“哈哈哈哈哈……”
唐夢斜倚在榻上笑得花枝亂顫,身旁,淩司夜端著藥湯,一臉的陰沉,不言不語。
歐陽晴明和百裏醉都靜候在一旁,隨時準備回答唐夢的問話,繞了一大圈,最後的主子還是這個女人,這該算是命,還是算是緣呢?
淑太後就站在淩司夜對麵,眸中噙著一絲淚光,視線不離淩司夜,隻是,方才至今,一句話都不敢說。
本來伺候著唐夢喝藥的,淩司夜卻是突然闖了進來,隨即寧洛他們也跟著進來了。
唐夢把事情一五一十都問了清楚,話題卻偏偏怎麼都不繞到她這麼太後身上來,急得她都不知道該怎麼辦!生怕一句話說錯了,惹了這兒子不開心。
“歐陽晴明你過來!”唐夢笑著說到,方才大笑的便是淩司夜牽過了他的手。
淩司夜不語,任由她笑,任何她盤問這一屋子的人,不經意地瞥了淑太後一眼,卻沒有認真看過。
歐陽晴明連忙上前,道:“主子,你就別笑了,這都是太後娘娘的主子,屬下不得不從。
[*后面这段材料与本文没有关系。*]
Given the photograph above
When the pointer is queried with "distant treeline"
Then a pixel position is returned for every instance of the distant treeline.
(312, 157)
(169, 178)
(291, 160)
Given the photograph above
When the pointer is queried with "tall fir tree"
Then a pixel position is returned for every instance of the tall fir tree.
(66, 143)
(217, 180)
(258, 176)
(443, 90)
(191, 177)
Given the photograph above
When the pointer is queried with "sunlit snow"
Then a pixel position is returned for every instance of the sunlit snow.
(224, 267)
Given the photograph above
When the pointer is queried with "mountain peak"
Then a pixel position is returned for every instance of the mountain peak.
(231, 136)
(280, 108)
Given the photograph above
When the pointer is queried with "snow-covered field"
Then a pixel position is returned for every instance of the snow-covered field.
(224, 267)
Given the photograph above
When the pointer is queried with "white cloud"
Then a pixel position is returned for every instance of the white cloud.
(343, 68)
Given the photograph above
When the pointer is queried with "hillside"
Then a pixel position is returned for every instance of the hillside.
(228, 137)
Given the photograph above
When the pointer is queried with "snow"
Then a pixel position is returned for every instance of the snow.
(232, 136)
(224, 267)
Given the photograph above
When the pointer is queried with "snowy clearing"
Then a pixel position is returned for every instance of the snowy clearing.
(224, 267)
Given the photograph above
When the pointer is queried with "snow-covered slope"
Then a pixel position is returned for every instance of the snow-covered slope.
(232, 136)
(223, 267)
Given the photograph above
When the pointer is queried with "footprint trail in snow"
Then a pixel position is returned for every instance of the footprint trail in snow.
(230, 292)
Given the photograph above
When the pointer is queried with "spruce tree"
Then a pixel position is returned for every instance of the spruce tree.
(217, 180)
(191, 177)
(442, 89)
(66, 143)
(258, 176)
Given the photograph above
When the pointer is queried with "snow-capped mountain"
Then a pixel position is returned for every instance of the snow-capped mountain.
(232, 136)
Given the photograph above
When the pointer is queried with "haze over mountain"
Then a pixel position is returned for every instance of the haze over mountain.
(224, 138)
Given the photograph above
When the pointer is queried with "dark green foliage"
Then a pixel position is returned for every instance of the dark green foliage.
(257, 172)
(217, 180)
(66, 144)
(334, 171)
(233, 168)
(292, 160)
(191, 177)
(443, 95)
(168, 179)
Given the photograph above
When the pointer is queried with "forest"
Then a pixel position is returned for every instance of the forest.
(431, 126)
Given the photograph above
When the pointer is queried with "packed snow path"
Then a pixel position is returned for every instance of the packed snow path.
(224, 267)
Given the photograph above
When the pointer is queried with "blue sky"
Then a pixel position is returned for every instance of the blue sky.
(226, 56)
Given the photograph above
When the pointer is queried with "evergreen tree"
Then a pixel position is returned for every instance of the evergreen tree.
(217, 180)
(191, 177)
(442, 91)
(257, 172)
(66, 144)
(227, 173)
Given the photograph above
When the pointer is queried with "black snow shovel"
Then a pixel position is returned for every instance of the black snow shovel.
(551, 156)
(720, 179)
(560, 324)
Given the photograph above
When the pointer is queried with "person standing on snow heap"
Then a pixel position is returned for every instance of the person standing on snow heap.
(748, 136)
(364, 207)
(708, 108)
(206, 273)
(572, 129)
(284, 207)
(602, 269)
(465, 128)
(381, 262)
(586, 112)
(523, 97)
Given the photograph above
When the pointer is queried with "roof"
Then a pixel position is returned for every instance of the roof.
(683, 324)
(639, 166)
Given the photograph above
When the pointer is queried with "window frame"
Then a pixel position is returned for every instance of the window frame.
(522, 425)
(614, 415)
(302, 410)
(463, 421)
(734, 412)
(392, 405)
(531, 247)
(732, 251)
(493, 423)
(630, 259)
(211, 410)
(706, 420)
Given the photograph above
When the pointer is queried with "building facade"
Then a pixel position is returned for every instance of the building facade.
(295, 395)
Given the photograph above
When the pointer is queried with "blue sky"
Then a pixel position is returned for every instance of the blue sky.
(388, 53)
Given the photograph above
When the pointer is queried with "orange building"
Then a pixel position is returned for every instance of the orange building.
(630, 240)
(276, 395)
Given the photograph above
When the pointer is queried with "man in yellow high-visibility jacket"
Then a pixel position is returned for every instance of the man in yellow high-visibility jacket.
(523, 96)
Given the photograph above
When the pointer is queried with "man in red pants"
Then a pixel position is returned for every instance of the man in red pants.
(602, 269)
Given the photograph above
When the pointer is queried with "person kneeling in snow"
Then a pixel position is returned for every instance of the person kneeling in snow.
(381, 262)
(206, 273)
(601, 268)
”
這一聲“主子”叫得自然而然,似乎又回到了從前在綠坊那開開心心的單純日子了。
“你何時有這般偷天換日的本事了?”唐夢收起了笑顏,認真問到。
“就黑暗裏,主子和太子殿下大意了,才讓我和百裏醉得逞了嘛。”歐陽晴明解釋到。
“是嗎?”唐夢挑眉問到,手指輕輕在床沿上敲扣著。
“千真萬確!”百裏醉連忙上前稟,卻有很狡猾地轉移了話題,道:“主子恕罪,屬下甘為先前的欺瞞受罰!”
“嗬嗬,也才一年不到的時間,你倆的武功倒是進步不少啊!”唐夢眯起雙眸,視線掃過二人,特意在遠遠站著,一直沉默著的寧洛身上停留了須臾。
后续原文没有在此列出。